How long does it take to get CEH certification ?

The CEH (Certified Ethical Hacker) certification is internationally recognized. It certifies that cybersecurity professionals have the skills to perform penetration tests and security audits in a legal and ethical manner. To obtain this certification, several key steps must be taken :

• It is essential to have a solid understanding of networks and operating systems, as well as practical experience in the field of computer security. Two years of information security experience is recommended.
• Candidates must enroll in specialized training or opt for an independent study. Many online resources provide customized learning, with platforms such as CyberInstitut at the top of the list.
• The CEH exam, which must be taken at an EC-Council approved centre, is four hours long and includes 125 multiple-choice questions addressing various aspects of cybersecurity.
• Certification is awarded after passing the exam with a minimum score of 70%. The time required to obtain the CEH certification depends on the candidate’s previous experience and skills. Nevertheless, several months of training and practice are usually required to adequately prepare for the exam.

Is there a renewal to be done regarding the CEH certification ?

The CEH (Certified Ethical Hacker) certification is an internationally recognized proof of advanced computer security skills, specifically in the field of ethical hacking. The goal of ethical hacking is to assess the security of systems and networks by adopting the same techniques used by malicious hackers, while remaining within the legal and ethical framework.

This proactive approach aims to identify and rectify security breaches before they can be exploited by cybercriminals.
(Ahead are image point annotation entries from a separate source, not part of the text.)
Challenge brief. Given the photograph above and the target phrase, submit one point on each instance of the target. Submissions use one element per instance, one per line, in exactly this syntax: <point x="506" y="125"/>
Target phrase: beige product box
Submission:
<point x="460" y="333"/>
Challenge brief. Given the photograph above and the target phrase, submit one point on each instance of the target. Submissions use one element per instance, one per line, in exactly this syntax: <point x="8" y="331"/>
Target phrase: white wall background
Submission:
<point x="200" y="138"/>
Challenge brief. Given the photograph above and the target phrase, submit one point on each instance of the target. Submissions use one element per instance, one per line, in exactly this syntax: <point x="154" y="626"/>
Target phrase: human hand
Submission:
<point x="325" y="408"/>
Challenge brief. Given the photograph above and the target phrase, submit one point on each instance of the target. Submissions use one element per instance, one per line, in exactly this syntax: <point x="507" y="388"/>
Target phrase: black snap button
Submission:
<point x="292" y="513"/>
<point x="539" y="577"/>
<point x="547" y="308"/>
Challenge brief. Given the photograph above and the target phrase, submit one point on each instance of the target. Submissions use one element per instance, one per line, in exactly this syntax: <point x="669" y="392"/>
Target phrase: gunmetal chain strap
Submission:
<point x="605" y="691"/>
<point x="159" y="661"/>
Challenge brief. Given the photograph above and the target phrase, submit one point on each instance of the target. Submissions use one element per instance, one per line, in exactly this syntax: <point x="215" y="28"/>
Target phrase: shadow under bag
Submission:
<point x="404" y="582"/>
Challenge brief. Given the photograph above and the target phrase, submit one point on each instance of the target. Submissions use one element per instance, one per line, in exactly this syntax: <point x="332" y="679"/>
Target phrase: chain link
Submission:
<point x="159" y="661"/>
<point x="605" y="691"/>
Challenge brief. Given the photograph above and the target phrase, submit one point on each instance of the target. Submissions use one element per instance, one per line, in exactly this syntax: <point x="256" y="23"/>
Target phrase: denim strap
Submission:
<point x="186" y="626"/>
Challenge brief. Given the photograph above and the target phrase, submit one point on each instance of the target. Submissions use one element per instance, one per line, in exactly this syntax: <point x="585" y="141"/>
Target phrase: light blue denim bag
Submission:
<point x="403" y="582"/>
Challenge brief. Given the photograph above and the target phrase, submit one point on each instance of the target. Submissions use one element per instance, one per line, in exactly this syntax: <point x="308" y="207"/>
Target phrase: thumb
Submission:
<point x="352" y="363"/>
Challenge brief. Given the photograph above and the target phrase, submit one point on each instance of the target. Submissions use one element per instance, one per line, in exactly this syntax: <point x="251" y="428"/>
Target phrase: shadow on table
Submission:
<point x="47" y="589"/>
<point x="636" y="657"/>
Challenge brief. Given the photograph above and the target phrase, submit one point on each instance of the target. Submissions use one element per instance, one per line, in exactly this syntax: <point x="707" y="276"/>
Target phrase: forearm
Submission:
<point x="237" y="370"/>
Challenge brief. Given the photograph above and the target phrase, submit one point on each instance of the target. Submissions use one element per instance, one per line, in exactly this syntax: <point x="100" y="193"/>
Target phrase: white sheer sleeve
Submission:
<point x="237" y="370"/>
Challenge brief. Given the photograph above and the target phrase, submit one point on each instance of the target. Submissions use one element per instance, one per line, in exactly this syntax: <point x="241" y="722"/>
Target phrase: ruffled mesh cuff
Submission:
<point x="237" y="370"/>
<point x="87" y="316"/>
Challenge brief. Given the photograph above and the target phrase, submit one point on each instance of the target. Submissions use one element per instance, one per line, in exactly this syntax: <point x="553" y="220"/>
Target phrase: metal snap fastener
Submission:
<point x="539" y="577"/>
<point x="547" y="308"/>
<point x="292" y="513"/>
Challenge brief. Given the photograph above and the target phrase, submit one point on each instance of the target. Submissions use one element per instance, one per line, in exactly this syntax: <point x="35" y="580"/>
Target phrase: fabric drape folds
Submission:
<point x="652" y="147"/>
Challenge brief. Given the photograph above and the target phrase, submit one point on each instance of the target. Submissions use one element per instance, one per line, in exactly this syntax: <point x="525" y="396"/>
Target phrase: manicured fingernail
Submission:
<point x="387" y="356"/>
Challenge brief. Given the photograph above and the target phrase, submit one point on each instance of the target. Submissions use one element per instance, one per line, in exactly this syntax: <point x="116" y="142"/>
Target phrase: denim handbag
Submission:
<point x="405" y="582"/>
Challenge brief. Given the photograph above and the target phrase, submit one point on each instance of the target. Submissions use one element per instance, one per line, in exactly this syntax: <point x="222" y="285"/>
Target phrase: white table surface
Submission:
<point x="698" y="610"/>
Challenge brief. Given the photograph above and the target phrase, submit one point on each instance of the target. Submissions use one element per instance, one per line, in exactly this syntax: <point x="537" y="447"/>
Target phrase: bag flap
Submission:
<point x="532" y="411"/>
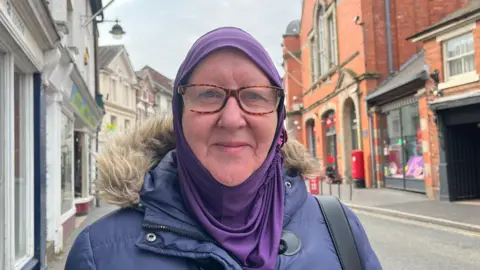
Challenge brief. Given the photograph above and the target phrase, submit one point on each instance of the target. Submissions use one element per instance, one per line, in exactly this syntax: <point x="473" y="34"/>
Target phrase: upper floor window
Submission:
<point x="459" y="55"/>
<point x="324" y="42"/>
<point x="127" y="124"/>
<point x="113" y="90"/>
<point x="322" y="64"/>
<point x="127" y="95"/>
<point x="332" y="41"/>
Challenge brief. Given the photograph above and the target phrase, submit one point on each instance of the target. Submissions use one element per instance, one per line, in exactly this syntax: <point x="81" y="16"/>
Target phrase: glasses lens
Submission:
<point x="261" y="99"/>
<point x="203" y="98"/>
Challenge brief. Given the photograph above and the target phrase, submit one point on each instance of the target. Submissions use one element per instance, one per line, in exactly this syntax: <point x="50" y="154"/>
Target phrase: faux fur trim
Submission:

To earn the CEH certification, candidates must participate in an intensive five-day training course comprising twenty modules and more than two hundred practical exercises. They must then pass a theoretical exam consisting of 125 multiple-choice questions, as well as a six-hour practical exam during which they must complete an ethical hacking operation on a real system.

The CEH certification remains valid for three years after its acquisition. To renew, holders must comply with the continuing education policy of the EC-Council (ECE), the organization that issues the certification. This policy requires 120 ECE credits over three years through training, research, or contributions to the ethical piracy community.

An annual payment of $80 is also required to maintain CEH certification status.